Claim: Photograph shows a pill found in a grape purchased at WalMart.
UNDETERMINED
Example: [Collected via Facebook, October 2013]

Just wanted to let you guys now I'm not happy right now. I bought a pack of the Delano farms table grapes for my family at your store located on
Origins: It is true that in October 2013 an Arizona woman reported to a local WalMart store (and subsequently to the police) that her daughter had supposedly found a large white pill in the middle of a grape purchased from that WalMart store, as stated in the Facebook post reproduced above:
Carla Egelston bought what looked like a regular container of grapes. But when her daughter, Brianna, went to wash them the family was surprised.
"When I looked at it, it was a big white pill,” Egelston said.
Egelston showed us a picture taken October 8 of the white pill, right in the middle of a grape.
She bought the grapes from a Walmart in Peoria and wasn't pleased with their initial response.
"They didn't ask for any of my information, didn't ask for what type of grapes they were," Egelston said.
But after informing the store that she filed a police report with the Peoria Police Department Egelston said, "They wanted to know what type of grapes they were, my phone number, my name, everything."
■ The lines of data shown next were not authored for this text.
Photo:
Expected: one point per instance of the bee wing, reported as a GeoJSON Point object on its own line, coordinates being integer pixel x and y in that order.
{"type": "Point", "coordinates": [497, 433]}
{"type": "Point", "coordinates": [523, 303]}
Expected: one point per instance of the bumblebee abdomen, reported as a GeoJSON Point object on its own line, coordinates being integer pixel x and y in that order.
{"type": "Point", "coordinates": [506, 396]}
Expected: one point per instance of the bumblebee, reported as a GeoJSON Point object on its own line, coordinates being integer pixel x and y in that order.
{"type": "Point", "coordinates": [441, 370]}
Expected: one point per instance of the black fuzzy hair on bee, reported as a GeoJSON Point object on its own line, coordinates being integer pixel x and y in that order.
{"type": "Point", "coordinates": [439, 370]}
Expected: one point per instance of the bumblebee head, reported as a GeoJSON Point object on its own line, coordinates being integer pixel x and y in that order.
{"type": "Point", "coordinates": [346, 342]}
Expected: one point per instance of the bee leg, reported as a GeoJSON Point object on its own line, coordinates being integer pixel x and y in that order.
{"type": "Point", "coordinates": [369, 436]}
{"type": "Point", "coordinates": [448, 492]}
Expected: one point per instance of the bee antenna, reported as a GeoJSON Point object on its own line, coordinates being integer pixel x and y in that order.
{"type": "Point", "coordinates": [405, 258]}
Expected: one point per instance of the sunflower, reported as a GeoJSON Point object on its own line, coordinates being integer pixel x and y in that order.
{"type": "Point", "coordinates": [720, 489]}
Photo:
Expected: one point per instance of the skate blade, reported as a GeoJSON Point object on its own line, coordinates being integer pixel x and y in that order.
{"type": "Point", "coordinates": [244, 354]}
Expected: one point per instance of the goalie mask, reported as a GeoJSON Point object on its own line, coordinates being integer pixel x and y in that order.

She posted the pictures to Walmart's official Facebook page, but says she has no ill will toward the store.
"I never said I was going to stop shopping at Walmart. I never said Walmart was at fault," Egelston said.
She just wants to remind parents to always check their food, for the sake of their kids.
"I'm not going to say I'm a perfect shopper and look at everything, but I'm more careful now. I just want to warn parents with little ones that people do this. There are sick people out there," Egleston said.
However, food contamination reports often turn out to be something other than what was originally claimed: in many cases complaining consumers have themselves inserted
foreign material into food they have bought and then falsely claimed the foreign material was present in the food when they purchased it (in order to perpetrate a damages claim against the manufacturer or vendor, or simply to garner publicity); children have placed foreign material into food and then falsely reported to their parents that they found the material in the food; and in some cases someone else (such as a pranking friend or relative) has inserted foreign material into food post-purchase without the consumer's being aware of it. Neither WalMart nor the Peoria police has as yet announced any investigative findings in this case about how the pill might have gotten into the grape, or whether it was really there at the time the grapes were purchased.
Last updated: 14 October 2013
![]() | Sources: |
Suratos, Pete. "Surprise Family Gets a Surprise in Their Grapes." KNXV-TV [Phoenix]. 13 October 2013.